Mode of transmission
It is spread by aerosol via the respiratory tract and breathing contaminated faeces. It can also be spread by wild water fowl and contaminated fomites.

Special note
It is a notifiable disease, highly contagious, and spread by waterfowl. The virus is highly unstable and can alter pathotypes quickly by passage in various animal species. Migratory birds spread and transmit human and swine influenza viruses across continents. Ratites (ostriches, emus and rheas) are sometimes infected.

Clinical signs:
(The incubation period is hours to days, depending on age, sex, species affected, concurrent infections and pathogenicity of virus.) Respiratory distress, coughing, sneezing, rales, depression, sinusitis, emaciation, off feed, nervous disorder, and diarrhoea may be seen. Rapid mortality, up to 100%, occurs with virulent high pathogenic strains (fowl plague) (H5 and H7 subtypes).  Multiple pathotypes can occur. Low pathogenic strains causing only a mild respiratory disease, but their presence in flocks can lead to trade restrictions among countries. A drop in egg production and shell quality, watery eyes, excessive lacrimation, oedema of head and face, and cyanosis may be observed.

Postmortem lesions
Lesions include mucous in trachea, air sacculities, swollen head or wattles, egg peritonitis, sinusitis, watery lungs, and fibrinous enteritis.

Pericarditis, necrosis of skin and GI tract; haemorrhages on wattles, combs and legs’necrotic foci on liver, spleen, kidney and lungs, and haemorrhages at junction of proventriculus and gizzard can be seen with fowl plaque.

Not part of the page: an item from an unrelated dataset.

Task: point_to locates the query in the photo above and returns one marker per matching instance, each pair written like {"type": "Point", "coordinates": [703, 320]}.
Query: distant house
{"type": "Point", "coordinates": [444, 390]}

The AGP and ELISA tests can be used for determining the presence of antibody in the sera. Isolation and identification of virus from trachea or vent in embryonating eggs or tissue culture is needed.  Test haemagglutinating ability of the virus mixed with chicken sera containing antibodies against influenza. The virus can be sub-typed using specific sera against all known HA and N or new real time PCR tests using subtype specific probes can make a diagnosis in 2 hours. It simulates mycoplasmosis, turkey coryza, VVND, ILT, ornithosis, and fowl chlorea.

Treatment and control:


  • Killed vaccine is available some countries.
  • Quarantine, depopulation and eradication of virulent form is mandated under law in most countries. Strict biosecurity is needed.
  • Control of live bird markets in important to prevent the spread of the virus. Wild free flying water fowl can spread AIVs all over the world.
  • Recombinant AI vaccines available, which contain the H5 gene cloned into fowl pox, NDV, or HVT vectors. The H5N1 highly pathogenic viruses can jump species causing disease in a number of them including humans. H7 viruses have also been shown to cause disease in humans.

Broad-spectrum antibiotics are helpful to control secondary bacteria.